Şeker, yağ, un veya irmikle yapılan tatlıdır. Osmanlı mutfağında helvanın ana malzemesi un, nişasta, yağ, bal ve su ya da süt olmuştur. Daha önceki dönemlerde hurmanın da kullanıldığı bilinmektedir.
Helva hazırlanırken un ya da nişasta yağ ile birlikte bakır bir tencerede ağır ateşte iyice kavrulduktan sonra sıcak bal ve süt karışımı eklenir. Badem, bazen gül suyu ya da misk bazen de kaymak ilâve edilerek farklı tatları ve adları olan helvalar elde edilmiştir. (Yerasimos, 2014: 248)
Nişasta, susam yağı, bal veya şekerle yapılan sabûnî helva, buğday ve pirinç unu ve kaymakla yapılan helvâ-yı hâkânî ve savaştan sonra savaşta şehit olanlar için unla hazırlanan gaziler helvası en bilinen helva çeşitlerindendir.

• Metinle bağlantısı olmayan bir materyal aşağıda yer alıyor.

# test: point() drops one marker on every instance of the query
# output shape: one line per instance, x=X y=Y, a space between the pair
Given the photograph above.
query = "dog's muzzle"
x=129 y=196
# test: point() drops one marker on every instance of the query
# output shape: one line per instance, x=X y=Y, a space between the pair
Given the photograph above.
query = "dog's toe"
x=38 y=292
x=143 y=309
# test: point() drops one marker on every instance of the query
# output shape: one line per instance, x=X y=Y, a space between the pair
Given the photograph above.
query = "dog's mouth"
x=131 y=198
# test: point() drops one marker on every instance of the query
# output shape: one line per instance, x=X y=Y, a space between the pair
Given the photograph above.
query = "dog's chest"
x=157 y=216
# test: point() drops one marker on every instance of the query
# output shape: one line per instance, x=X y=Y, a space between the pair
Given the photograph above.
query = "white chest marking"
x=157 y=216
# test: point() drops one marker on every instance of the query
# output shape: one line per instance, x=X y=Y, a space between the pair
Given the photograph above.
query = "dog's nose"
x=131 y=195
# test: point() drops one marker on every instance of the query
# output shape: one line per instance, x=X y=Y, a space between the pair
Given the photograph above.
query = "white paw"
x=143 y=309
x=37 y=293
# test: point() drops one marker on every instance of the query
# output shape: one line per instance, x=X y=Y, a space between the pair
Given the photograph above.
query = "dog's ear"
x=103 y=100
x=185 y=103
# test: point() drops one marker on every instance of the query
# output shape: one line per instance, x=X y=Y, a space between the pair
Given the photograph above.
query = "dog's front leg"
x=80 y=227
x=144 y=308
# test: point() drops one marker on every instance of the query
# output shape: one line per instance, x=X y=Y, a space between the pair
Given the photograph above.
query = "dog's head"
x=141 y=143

Saraydaki Helvahane’de yapılan helvaların en meşhuru ise fazlaca tüketildiği için bazen piyasadan da alınmak zorunda kalınan zülâbiye helvasıdır. (Bilgin, 2000: 58)
]
Gelibolulu Âlî surnâmede bu helva çeşitlerinin varlığından bahseder:
Halvâ-yı nuşâb ile zülâbı
Sâbûnî vü gâziyân gülâbı (1847)
Tabh-ı a’câm-ı hâs olan halvâ
Eyü bişmiş muza’fer ü selmâ (2139)
- Baklava
Yufkayla yapılan bir tatlı olan baklava, Osmanlı’da kutlamaların, ziyafetlerin ve bayramların vazgeçilmezidir. Ramazan sofralarının olmazsa olmazı haline gelen baklava, yeniçeri askerlerine Ramazan’ın on beşinci günü Hırka-i Şerif alayından sonra saray mutfağından ikram edilirdi. Bir alay şeklinde getirilen bu ikrama Baklava Alayı denilirdi. (Pakalın, 1993: I/149)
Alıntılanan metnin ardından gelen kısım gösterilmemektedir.